When she was a kid, she had a scholarship to the Art Institute of Chicago.

Diagnosed with breast cancer and undergoing cancer treatment [October 19, 2010].

Claims that she was raped as a child [6 March 2012].

Revealed in a 2012 interview that she is bipolar.

Although she smoked in some films during her youth and posed for publicity photos with a cigarette in her hand, in real life she has always been a non-smoker.


Personal Quotes

[Alfred Hitchcock], contrary to what I'd heard about him, allowed me very much to have my own interpretation and everything.

I always felt Jimmy [James Stewart] was trapped in Hollywood.
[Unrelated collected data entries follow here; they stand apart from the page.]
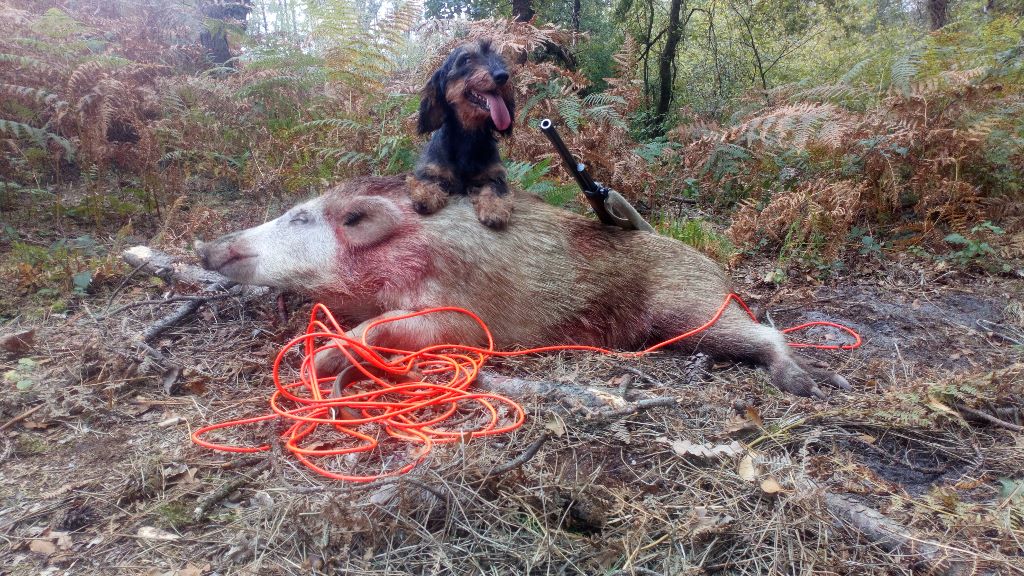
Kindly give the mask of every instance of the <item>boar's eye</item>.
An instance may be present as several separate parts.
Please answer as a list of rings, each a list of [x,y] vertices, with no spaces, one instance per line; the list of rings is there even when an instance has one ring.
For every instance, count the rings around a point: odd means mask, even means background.
[[[291,224],[309,224],[310,220],[312,220],[312,218],[310,218],[309,212],[301,210],[299,212],[296,212],[289,222]]]
[[[467,64],[469,64],[469,60],[470,60],[470,55],[469,55],[469,54],[463,54],[462,56],[459,56],[459,59],[458,59],[458,61],[457,61],[457,62],[455,63],[455,65],[456,65],[457,67],[459,67],[459,68],[463,68],[463,67],[465,67],[465,66],[466,66]]]
[[[348,214],[345,214],[345,219],[342,220],[341,223],[345,226],[355,226],[363,219],[364,216],[366,216],[366,214],[363,212],[349,212]]]

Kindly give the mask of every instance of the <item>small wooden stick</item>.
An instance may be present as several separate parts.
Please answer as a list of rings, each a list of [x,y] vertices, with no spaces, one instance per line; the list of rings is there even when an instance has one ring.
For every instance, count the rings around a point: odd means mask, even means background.
[[[268,468],[270,468],[270,458],[263,460],[256,466],[253,466],[252,470],[249,471],[249,474],[243,474],[235,478],[234,480],[228,482],[227,484],[215,490],[213,494],[210,494],[206,498],[203,498],[199,505],[196,506],[196,509],[192,512],[192,519],[196,522],[202,521],[203,518],[206,517],[206,514],[209,513],[211,508],[216,506],[221,500],[224,500],[228,496],[234,494],[239,488],[255,480],[256,477],[260,475],[260,473],[262,473],[264,470],[267,470]]]
[[[32,408],[29,408],[28,410],[25,410],[21,414],[18,414],[14,418],[11,418],[7,422],[5,422],[3,426],[0,426],[0,431],[7,430],[11,426],[14,426],[15,424],[17,424],[18,422],[21,422],[25,418],[28,418],[29,416],[34,414],[36,412],[36,410],[39,410],[43,406],[46,406],[46,404],[44,403],[44,404],[39,404],[38,406],[33,406]]]
[[[508,462],[502,464],[501,466],[492,469],[491,473],[504,474],[505,472],[509,472],[515,468],[522,466],[523,464],[526,464],[527,462],[530,461],[530,458],[533,458],[534,456],[537,455],[537,452],[540,451],[540,447],[543,446],[544,443],[547,442],[548,438],[550,437],[551,436],[549,434],[545,433],[540,438],[534,440],[533,444],[530,444],[530,447],[527,448],[522,454],[516,456],[515,458],[509,460]]]
[[[978,418],[980,420],[984,420],[984,421],[988,422],[989,424],[993,424],[995,426],[1006,428],[1007,430],[1013,430],[1014,432],[1024,432],[1024,426],[1018,426],[1017,424],[1014,424],[1012,422],[1007,422],[1006,420],[1003,420],[1001,418],[993,416],[992,414],[989,414],[988,412],[982,412],[981,410],[975,410],[974,408],[968,408],[967,406],[964,406],[963,404],[957,404],[956,409],[961,411],[961,412],[964,412],[966,414],[969,414],[971,416],[974,416],[975,418]]]

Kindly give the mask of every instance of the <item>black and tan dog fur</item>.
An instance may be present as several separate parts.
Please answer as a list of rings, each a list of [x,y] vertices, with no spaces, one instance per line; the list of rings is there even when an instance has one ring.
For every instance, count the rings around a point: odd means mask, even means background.
[[[515,119],[508,78],[489,42],[471,42],[456,48],[423,88],[418,131],[433,135],[407,180],[421,214],[441,209],[450,194],[468,194],[480,222],[508,223],[512,199],[496,139],[512,133]]]

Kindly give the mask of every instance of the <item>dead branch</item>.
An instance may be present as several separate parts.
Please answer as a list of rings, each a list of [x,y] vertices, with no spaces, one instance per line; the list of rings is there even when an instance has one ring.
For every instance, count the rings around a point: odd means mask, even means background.
[[[123,310],[126,310],[133,306],[139,306],[142,304],[163,304],[169,302],[182,302],[178,308],[164,316],[153,325],[149,326],[142,332],[140,338],[140,344],[144,345],[143,349],[154,356],[157,360],[162,360],[162,355],[159,353],[154,354],[154,350],[151,347],[145,346],[147,342],[159,336],[162,332],[175,326],[185,318],[194,314],[200,306],[205,304],[207,300],[215,298],[226,298],[231,295],[237,296],[257,296],[266,294],[269,289],[259,286],[242,286],[237,285],[235,282],[218,274],[217,272],[211,272],[210,270],[204,270],[198,266],[192,264],[186,264],[183,262],[177,262],[169,254],[154,250],[148,246],[135,246],[129,248],[121,253],[121,257],[129,265],[133,266],[135,271],[142,270],[159,278],[163,278],[165,282],[171,285],[186,284],[197,287],[203,292],[217,292],[228,290],[228,294],[217,294],[208,296],[177,296],[168,298],[166,300],[147,300],[145,302],[135,302],[122,306],[113,312],[108,313],[110,316]]]
[[[476,386],[486,392],[512,398],[541,397],[549,401],[554,410],[562,413],[600,412],[629,405],[621,396],[610,390],[548,380],[513,378],[493,372],[482,372],[477,378]]]
[[[206,291],[230,288],[235,282],[210,270],[176,262],[169,254],[149,246],[134,246],[121,253],[129,266],[140,268],[153,276],[163,278],[168,284],[188,284]]]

He felt it himself. He loved aviation so much and he wanted to be able to do more of that. He somehow just got stuck here.

Well, I'm Czech, but Polish, Czech, no matter, it's my name

[on her role in Vertigo (1958)] I don't think it's one of my best works, but to have been part of something that has been accepted makes me feel very good.

They'll always remember me in Vertigo (1958), and I'm not that good in it, but I don't blame me because there are a couple of scenes where I was wonderful.